Example: The following example illustrates that it is possible to write generic code using inheritance, method over-riding and dynamic binding features.
1 class Shape
2 { double puCost = 100;
3 double area()
4 { System.out.println("Area is not defined");
5 return 0;
6 }
7 double calCost()
8 { return puCost * area();
9 }
10 }
1 class Triangle extends Shape
2 { double s1,s2,s3;
3 Triangle(double a, double b, double c)
4 { s1 = a; s2 = b; s3 = c;
5 }
6 double area()
7 { double s = (s1+s2+s3)/2;
8 return Math.sqrt(s*(s-s1)*(s-s2)*(s-s3));
9 }
10 }
1 class Rectangle extends Shape
2 { double s1,s2;
3 Rectangle(double a, double b)
4 { s1 = a; s2 = b;
5 }
6 double area()
7 { return s1 * s2;
8 }
9 }
1 class Square extends Shape
2 { double s;
3 Square(double a)
4 { s = a;
5 }
6 double area()
7 { return s * s;
8 }
9 }
1 class ShapeTest
2 { static public void main(String args[])

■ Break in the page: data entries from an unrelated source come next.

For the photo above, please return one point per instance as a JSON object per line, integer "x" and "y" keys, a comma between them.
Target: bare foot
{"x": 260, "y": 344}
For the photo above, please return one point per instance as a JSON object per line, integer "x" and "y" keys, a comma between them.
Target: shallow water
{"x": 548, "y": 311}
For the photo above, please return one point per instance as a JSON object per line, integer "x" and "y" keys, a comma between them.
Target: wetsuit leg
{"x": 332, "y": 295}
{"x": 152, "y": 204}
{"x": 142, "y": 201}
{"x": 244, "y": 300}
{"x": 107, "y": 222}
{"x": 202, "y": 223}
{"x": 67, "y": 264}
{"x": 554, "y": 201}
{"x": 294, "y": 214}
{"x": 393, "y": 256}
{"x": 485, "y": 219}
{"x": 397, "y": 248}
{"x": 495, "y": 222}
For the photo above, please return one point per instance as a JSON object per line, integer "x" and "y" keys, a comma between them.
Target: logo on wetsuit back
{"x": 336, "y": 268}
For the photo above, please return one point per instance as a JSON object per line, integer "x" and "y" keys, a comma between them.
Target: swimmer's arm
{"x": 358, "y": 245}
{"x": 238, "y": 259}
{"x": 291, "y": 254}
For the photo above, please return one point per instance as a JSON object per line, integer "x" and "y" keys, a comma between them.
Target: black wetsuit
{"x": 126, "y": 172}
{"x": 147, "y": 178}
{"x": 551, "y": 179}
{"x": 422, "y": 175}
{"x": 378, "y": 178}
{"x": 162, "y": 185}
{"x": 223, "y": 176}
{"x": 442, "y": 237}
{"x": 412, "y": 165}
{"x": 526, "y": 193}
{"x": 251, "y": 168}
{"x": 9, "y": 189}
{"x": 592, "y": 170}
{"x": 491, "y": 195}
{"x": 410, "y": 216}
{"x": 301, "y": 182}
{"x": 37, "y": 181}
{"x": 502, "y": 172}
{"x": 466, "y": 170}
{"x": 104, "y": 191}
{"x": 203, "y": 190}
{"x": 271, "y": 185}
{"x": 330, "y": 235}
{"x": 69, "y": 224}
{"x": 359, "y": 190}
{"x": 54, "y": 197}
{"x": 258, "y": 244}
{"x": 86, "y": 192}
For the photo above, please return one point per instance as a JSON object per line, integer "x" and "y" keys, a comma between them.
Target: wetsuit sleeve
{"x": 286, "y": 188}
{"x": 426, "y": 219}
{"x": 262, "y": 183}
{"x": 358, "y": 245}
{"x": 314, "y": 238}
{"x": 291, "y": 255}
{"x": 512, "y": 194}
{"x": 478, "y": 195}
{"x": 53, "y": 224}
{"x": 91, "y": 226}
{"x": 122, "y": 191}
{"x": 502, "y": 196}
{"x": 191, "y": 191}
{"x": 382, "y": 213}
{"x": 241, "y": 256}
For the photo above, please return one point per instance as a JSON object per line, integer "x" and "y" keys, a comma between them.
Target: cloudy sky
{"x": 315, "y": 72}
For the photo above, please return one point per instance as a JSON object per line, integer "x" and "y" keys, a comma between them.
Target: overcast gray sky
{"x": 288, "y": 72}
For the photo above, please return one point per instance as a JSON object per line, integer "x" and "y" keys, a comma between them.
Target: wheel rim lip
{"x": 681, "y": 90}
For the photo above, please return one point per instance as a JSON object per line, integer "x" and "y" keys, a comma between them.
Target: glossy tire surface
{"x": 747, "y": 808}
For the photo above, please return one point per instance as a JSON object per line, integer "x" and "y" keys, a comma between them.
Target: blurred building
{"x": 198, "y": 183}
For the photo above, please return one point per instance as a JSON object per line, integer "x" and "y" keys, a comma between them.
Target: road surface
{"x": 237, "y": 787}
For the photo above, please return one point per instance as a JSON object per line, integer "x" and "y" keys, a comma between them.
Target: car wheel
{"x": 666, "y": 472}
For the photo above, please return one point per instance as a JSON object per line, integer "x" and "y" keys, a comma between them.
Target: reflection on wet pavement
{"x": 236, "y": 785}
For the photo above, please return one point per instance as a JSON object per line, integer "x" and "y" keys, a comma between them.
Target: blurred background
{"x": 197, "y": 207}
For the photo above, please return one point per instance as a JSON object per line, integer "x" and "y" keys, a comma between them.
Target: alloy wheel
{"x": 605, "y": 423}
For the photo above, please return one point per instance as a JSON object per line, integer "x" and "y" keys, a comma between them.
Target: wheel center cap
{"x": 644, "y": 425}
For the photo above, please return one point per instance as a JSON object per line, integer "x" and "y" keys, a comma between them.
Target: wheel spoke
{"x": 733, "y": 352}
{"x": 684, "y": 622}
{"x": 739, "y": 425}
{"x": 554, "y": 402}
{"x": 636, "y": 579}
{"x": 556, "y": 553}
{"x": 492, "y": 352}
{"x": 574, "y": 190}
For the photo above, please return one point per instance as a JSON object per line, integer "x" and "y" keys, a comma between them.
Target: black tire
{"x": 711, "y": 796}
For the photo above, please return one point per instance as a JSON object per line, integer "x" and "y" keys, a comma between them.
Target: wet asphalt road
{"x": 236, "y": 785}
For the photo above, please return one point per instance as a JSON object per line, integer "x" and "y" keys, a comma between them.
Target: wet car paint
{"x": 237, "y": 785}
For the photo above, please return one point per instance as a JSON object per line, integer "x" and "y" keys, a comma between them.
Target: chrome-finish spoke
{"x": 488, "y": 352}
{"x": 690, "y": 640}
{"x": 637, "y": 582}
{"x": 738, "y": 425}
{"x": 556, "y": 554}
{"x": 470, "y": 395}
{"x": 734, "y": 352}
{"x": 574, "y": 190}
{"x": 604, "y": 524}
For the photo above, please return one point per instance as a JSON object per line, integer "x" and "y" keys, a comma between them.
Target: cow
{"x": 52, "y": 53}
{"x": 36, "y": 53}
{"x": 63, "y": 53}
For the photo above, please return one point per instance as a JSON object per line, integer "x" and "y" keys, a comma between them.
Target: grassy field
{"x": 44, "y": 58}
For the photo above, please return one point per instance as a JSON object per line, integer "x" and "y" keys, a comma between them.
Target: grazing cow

3 { Shape s = new Shape();
4 Shape s1 = new Triangle(3,4,5);
5 Shape s2 = new Rectangle(3,4);
6 Shape s3 = new Square(3);
7 System.out.println(s.area());
8 System.out.println(s1.area());
9 System.out.println(s2.area());
10 System.out.println(s3.area());
11 System.out.println(s.calCost());
12 System.out.println(s1.calCost());
13 System.out.println(s2.calCost());
14 System.out.println(s3.calCost());
15 }
16 }
Output:
Area is not defined
0.0
6.0
12.0
9.0
Area is not defined
0.0
600.0
1200.0
900.0
Note: If an object is derived from Shape, then its area can be obtained by calling area() method.
The interface to this operation is the same no matter what type of Shape is being used.